A empresa perdeu cerca de US$ 570 bilhões em valor de mercado.

No entanto, se a acção conseguir terminar o mês melhor do que uma perda de 16,56%, Fevereiro de 2008 – poucos meses antes do colapso do Lehman Brothers que desencadeou a crise económica global – será considerado o pior mês da Microsoft desde Dezembro de 2000.

2026 foi um ano principalmente bom para o setor de tecnologia, já que o ETF do setor de tecnologia da State Street (XLK) retornou 27% no acumulado do ano, superando os 8% do S&P. Ainda assim, os líderes da megacap tecnológica passaram por momentos mais difíceis: o Roundhill Magnificent Seven ETF (MAGS), que rastreia as chamadas ações Mag Seven (Apple (AAPL), Alphabet (GOOGL, GOOG), Microsoft (MSFT), Amazon (AMZN), Meta (META (METASLA) e TesDAVla. 10,7% nos dias de negociação no mês passado, para uma perda anualizada de cerca de 4%).
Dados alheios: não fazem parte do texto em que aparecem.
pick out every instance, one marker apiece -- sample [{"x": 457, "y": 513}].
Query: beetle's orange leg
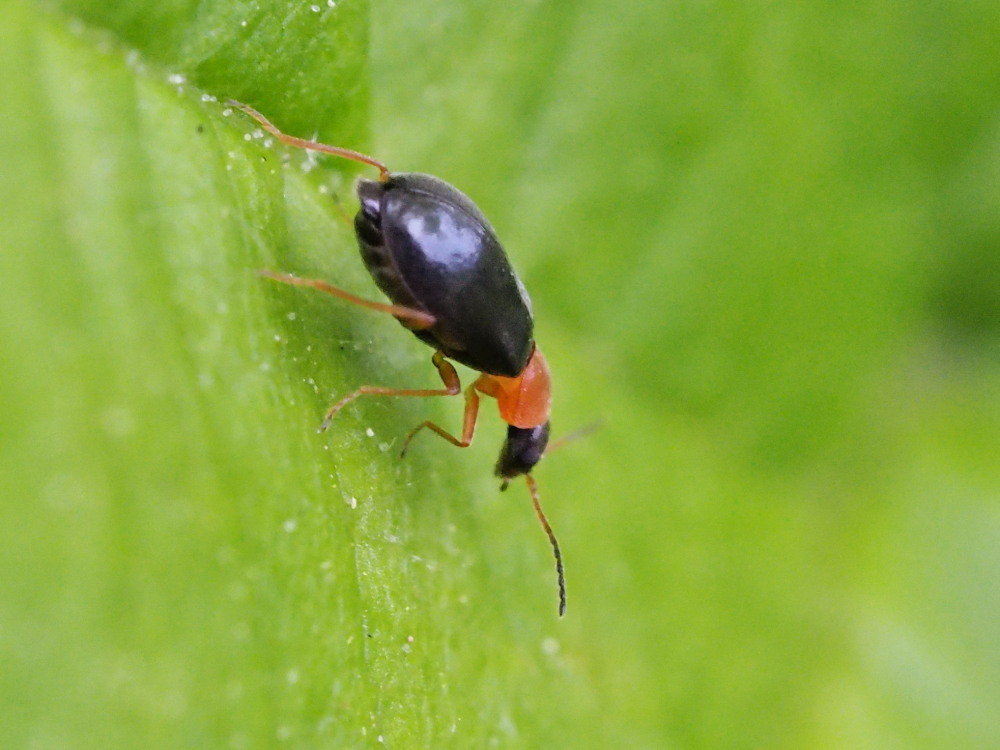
[
  {"x": 468, "y": 424},
  {"x": 291, "y": 140},
  {"x": 417, "y": 320},
  {"x": 449, "y": 377}
]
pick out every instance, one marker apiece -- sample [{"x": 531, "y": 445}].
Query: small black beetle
[{"x": 434, "y": 254}]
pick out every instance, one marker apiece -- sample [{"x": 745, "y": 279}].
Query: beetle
[{"x": 433, "y": 253}]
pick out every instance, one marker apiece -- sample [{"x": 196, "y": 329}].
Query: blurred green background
[{"x": 763, "y": 245}]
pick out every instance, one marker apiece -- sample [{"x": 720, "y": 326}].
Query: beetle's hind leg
[{"x": 453, "y": 386}]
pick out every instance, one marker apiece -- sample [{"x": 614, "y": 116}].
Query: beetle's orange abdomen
[{"x": 526, "y": 400}]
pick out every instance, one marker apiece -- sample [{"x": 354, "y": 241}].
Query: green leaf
[{"x": 758, "y": 241}]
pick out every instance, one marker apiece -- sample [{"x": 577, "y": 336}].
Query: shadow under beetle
[{"x": 434, "y": 254}]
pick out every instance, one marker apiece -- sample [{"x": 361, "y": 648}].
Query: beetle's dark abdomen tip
[{"x": 523, "y": 448}]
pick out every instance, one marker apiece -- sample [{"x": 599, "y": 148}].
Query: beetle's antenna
[
  {"x": 291, "y": 140},
  {"x": 575, "y": 435},
  {"x": 533, "y": 489}
]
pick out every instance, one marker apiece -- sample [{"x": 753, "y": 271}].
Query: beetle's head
[{"x": 522, "y": 449}]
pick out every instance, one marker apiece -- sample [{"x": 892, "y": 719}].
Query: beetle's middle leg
[
  {"x": 416, "y": 320},
  {"x": 468, "y": 424},
  {"x": 453, "y": 386}
]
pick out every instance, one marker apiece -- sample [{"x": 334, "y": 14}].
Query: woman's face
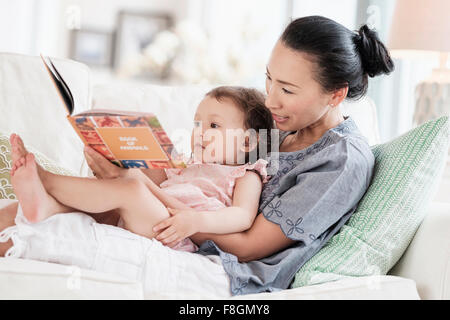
[{"x": 295, "y": 99}]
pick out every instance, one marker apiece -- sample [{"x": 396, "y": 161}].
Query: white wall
[{"x": 35, "y": 26}]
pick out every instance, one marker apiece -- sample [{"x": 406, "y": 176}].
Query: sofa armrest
[{"x": 427, "y": 259}]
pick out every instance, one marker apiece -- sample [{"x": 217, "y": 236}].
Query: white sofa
[{"x": 30, "y": 106}]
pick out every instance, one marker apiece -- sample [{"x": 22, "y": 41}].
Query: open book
[{"x": 127, "y": 139}]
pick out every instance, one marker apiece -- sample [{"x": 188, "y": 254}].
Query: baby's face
[{"x": 218, "y": 135}]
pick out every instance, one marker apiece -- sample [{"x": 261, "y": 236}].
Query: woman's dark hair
[
  {"x": 251, "y": 101},
  {"x": 343, "y": 57}
]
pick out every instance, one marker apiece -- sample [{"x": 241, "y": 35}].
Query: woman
[{"x": 321, "y": 172}]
A Microsoft, em particular, está sujeita a uma ronda de vendas que reduziu significativamente o preço das ações da líder em software empresarial. Embora a empresa continue a investir dinheiro no desenvolvimento de IA, permanecem preocupações de que o mesmo boom de IA possa tornar as ofertas de software tradicionais um tanto obsoletas. terceiro trimestre

No seu terceiro trimestre fiscal, no final de abril, a Microsoft previu um crescimento “modesto” para o seu negócio de computação em nuvem Azure, ao mesmo tempo que aumentou a sua estimativa de gastos de capital para o final do ano para 190 mil milhões de dólares.

O CEO da Microsoft, Satya Nadella, vai ao tribunal contra Ronald W. no Delums Federal Building em 11 de maio de 2026 em Oakland, Califórnia. (Benjamin Fanjoy/Imagens Getty) · Benjamin Fanjoy via Getty Images

“Se o Microsoft Word ou o Excel se tornarão obsoletos pela inteligência artificial, ainda não se sabe”, disse Jack Ablin, estrategista-chefe de investimentos da Cresset Wealth Advisors, de acordo com a Bloomberg. “Mas os custos são certamente uma preocupação, especialmente porque muitos recorrem ao mercado obrigacionista para pedir empréstimos, o que sugere que as suas pilhas de dinheiro não serão suficientes para sustentar a construção.”

Mesmo assim, alguns analistas de Wall Street ainda gostam das ações, apesar de uma queda significativa este mês.

“(Temos) confiança crescente na Microsoft e em sua capacidade de manter e expandir as margens operacionais de toda a empresa e continuar com um crescimento forte e criativo de valor nos próximos anos”, escreveram analistas do Deutsche Bank liderados por Brad Zelnick em nota na sexta-feira.

O banco manteve sua classificação de compra e preço-alvo de US$ 550.